Do note what I am saying here is my own view, I am not insulating any view of the merits or lack of the valuation method.
PE and PB are child play when u look at reproduction cost basis, DCF, DDM, ROIC, WACC, EV etc...
The convention wisdom is used a range of valuation metrics for the right category of investment.
What do I mean?
If u doing asset play, most probably u need to break down all the balance sheet, look at intangibles etc, look at reproduction cost ( see B's blog post)
If u want stable yield, then FCF, DCF, DDM, etc
So what is my point?
I think it is important to have a story backed by numbers and not a story of numbers.
Why? Because numbers are highly dynamic, fluid. It is the story ( moat analysis, business anaylsis that is more stable)
Is a business a lousy business just because it has a few quarters of poor results? Is the business doom to ridiculous valuation just because the industry outlook is bleak?
Be careful of extrapolation pitfall. When a company is doing well, analysts like to extrapolate that it will continue to grow, just read aerospace analysis just 6 months ago. Similarly, when a sector is not doing well, analysis like to extrapolate the downward trend too.
Not that it is wrong to know a industry outlook, but it is of vital
Important to realised that good news is negatively correlated with valuation. Vice versa.
A company, or a good one, with moat, do not disappear because it is facing business challenges.
Yes, profits might plunge and if u are purely looking at numbers, you will think hey, the valuation is not that fantastic.
But, when the news is good and the profit soaring, the valuation will be not fantastic too. The only time to get fantastic valuation is during severe bear, like the AFC or GFC, but by then, u need not valuation method. Like uncle temperament said: put up a dart board with solid blue chips ( strong balance sheet and still eking profits) , close your eyes and throw your darts. Keep your balls with you and buy. By then, all that is needed is capital and balls, not so much knowledge.
When market is not at a bear, then valuation method is important. But the business is of paramount importance. The business makes the numbers, not the other way round. People make the business.
So, when I look at a business. I only ask the following.
Is balance sheet strong?
What is the yield?
How sustainable is the yield?
What is the foreseeable growth? ( growth can compensate yield, SPH need higher yield as growth is missing as compared to SSC)

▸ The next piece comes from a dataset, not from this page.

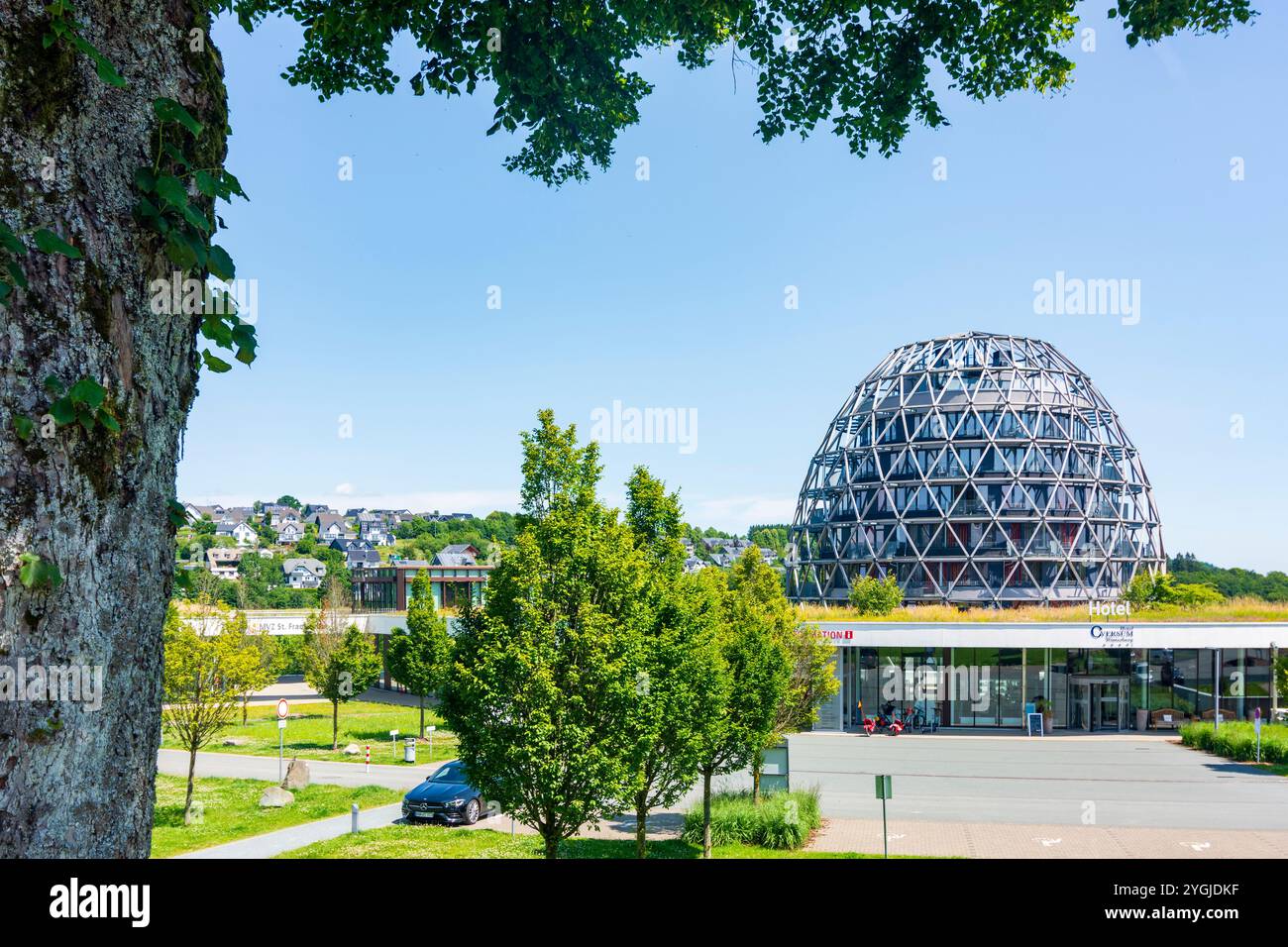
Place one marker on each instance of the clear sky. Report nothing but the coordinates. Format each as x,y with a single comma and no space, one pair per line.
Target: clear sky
670,291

Can I average down with balls intact when correction happens?
These are the broad questions. To answer these questions, you need numbers but also qualitative analysis which is equally important, such as customers analysis, competitors analysis.
After looking at this, I ask myself, what is the bad case scenario yield? Worst case means bankrupt. Look long term.
E.g. Lee metals. Iron ores and steel
Price is falling off the cliff, next quarter of it is still making profits, ( which I strongly believed it will, although margins might suffer) mean it should do ok in a competitive commodity environment, at least until 2020 with the boom of construction In singapore. Assume 1.5-2 cents dividends, yield is very decent. Multiple it by 5 years. What is the MoS for capital loss? And that price if dividend is maintain, what yield are one looking at?
U might think then one might be better off buying bonds which guaranteed 3-4% and long term CARG of 30-40% in a decade.
In equities, I plan to not loss money, and hopefully in the process, pick up some bonus.
My way might not beat the bonds or index investing. But I am comfortable with it, and I find company prospecting interesting and intellect stimulating. By analysis on company also go thro LDMR and in particularly the number part. The qualitative part is what intrigue me now.
For example, when I am reading Keppel, MTQ, SCI, Sembmarine, i go straight to the business analysis and review than mugging the numbers. What is their strategy? What are their new products, what are their views?
The new CEO of Keppel is less forthcoming than MTQ in details is how I feel when I read their AR.
In short, look beyond numbers. Numbers are more misleading than reading a story with numbers. Numbers do not make a story, words do.